You can read the full story here—what’s notable is what caused such widespread devastation:
“The fire … started when sparks from a power tool accidentally ignited grass in a back garden.” (Not sure they needed to include the word “accidentally” in that sentence!)
It’s that kind of experience James must have been thinking of when he used it as an illustration for something equally dangerous:
“Consider what a great forest is set on fire by a small spark. The tongue is also a fire … it corrupts the whole person, sets the whole course of his life on fire, and is itself set on fire by hell” (James 3 v 5-6).

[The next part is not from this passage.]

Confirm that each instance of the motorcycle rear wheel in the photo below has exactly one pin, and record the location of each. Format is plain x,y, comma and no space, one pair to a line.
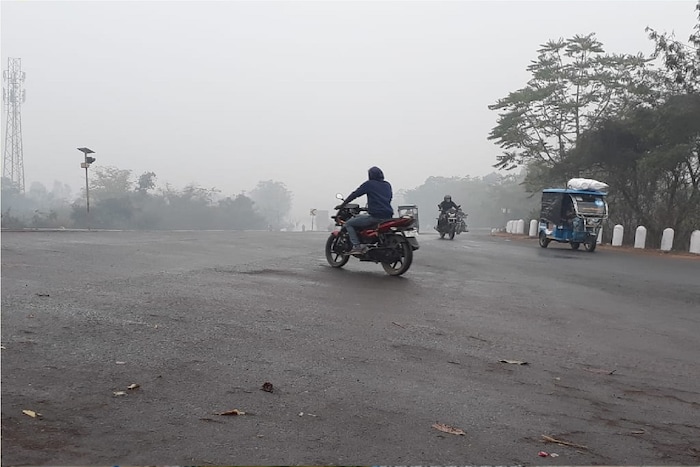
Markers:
337,259
401,265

Carl is Editorial Director at The Good Book Company and is a member of Grace Church Worcester Park, London. He is the best-selling author of The Garden, the Curtain and the Cross and God's Big Promises Bible Storybook, and also serves as series editor of the God's Word for You series. Before joining TGBC, he worked as a journalist and then as a teacher, and pastored a congregation in Hull. Carl is married to Lizzie, and they have two children. He studied history at Oxford University.
Robert Stanton
But I think that the Apostle also has false teaching in his sights in James 3, which starts "Not many of you should presume to be teachers... because you know that we who teach will be judged more strictly." So another application for this image ought to be that anyone with the responsibility to teach God's word, from the Pulpit Preacher to the humble Sunday School Teacher, needs to guard their tongues so that they will not unleash a hellish conflagration through teaching error.